Las cosas. Sirven. Fascinan. Cargan memorias. Tejen comunidades. Instauran hábitos. Irrumpen. Controlan. Nos miran. ¿Con qué soñarán cuando no las vemos ni las usamos ni las poseemos? Quizás se despojen del triunfo práctico que suponen, de la serialidad industrial que las condena o del brillo con el que las reviste nuestro deseo. Quizás deliren cuando apenas sean cosas ahí, tiradas en el mundo. Entonces se desactivan para escapar a su modesto destino. Al menos eso es lo que hacen las que hoy se reúnen en esta sala.
Están aquí librando salvajes combates, no con enemigos externos sino con sus entrañas. Tienen una enfermedad autoinmune: la pulsión que las destruye viene de adentro. Las subleva contra la función para la que fueron creadas: los zapatos no calzan, los destapadores no destapan, la máquina de escribir no escribe. Los materiales contradicen su uso. Las instrucciones que las hicieron posibles estallan. Entonces a carcajadas se transmutan en símbolos de sí mismas.
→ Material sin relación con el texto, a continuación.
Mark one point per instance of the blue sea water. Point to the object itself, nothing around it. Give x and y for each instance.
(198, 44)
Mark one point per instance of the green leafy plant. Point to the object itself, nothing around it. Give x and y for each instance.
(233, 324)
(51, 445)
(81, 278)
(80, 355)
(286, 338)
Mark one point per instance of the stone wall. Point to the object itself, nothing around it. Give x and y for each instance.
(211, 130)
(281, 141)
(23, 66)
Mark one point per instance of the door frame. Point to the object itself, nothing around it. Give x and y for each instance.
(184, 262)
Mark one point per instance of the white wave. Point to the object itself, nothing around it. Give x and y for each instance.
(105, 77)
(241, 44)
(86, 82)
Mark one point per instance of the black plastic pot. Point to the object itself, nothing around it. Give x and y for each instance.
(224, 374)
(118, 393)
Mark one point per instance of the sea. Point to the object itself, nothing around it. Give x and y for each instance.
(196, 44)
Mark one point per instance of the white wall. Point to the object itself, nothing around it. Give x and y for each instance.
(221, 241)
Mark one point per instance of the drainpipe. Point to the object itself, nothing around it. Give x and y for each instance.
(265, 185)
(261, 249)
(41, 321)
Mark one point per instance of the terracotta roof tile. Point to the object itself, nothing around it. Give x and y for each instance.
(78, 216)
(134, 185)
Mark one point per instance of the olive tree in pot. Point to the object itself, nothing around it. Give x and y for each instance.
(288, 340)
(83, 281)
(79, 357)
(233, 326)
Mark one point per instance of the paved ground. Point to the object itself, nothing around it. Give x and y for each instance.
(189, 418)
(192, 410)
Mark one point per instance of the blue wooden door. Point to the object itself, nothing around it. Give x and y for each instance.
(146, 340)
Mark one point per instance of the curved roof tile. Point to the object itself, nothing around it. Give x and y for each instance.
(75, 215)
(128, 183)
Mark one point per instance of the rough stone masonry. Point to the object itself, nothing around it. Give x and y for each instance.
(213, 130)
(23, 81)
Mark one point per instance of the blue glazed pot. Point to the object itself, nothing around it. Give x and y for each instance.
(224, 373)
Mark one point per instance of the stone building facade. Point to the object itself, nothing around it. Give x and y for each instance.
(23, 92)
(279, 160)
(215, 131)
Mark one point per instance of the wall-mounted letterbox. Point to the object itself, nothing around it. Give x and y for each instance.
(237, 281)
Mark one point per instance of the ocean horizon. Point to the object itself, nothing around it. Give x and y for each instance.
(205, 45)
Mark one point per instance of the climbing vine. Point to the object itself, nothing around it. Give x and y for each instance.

Con sus deformidades, ellas hacen preguntas: ¿A quién le sirven las cosas, a quién no? ¿Qué historia cargan? ¿Qué permiten, qué prohíben? ¿Qué muestran, qué esconden? ¿Qué anormalidad vuelven normal? En su pesadilla, drama o comedia, estas cosas se violentan y agitan, reconstruyéndose en formas imposibles. Han perdido su uso original. Sin embargo, esa in-utilidad las libera. ¿Qué umbrales se abren cuando se desbarata el sentido común que las hizo posibles? ¿Qué susurran o gritan las cosas?
Sus fallas y caídas ponen en primer plano síntomas sociales ahogados, crisis no resueltas, las sombras de la razón, los huecos entre las palabras, la tiranía de lo real. Cosas impertinentes y sublevadas, que explotan en las manos y en los ojos. Cosas que en los tiempos virtuales recuerdan el peso de la materia en el mundo y les dan un nuevo aire a los tradicionales gestos escultóricos. Cosas que apasionan a los artistas, que las han vuelto ahora su más vigoroso lenguaje.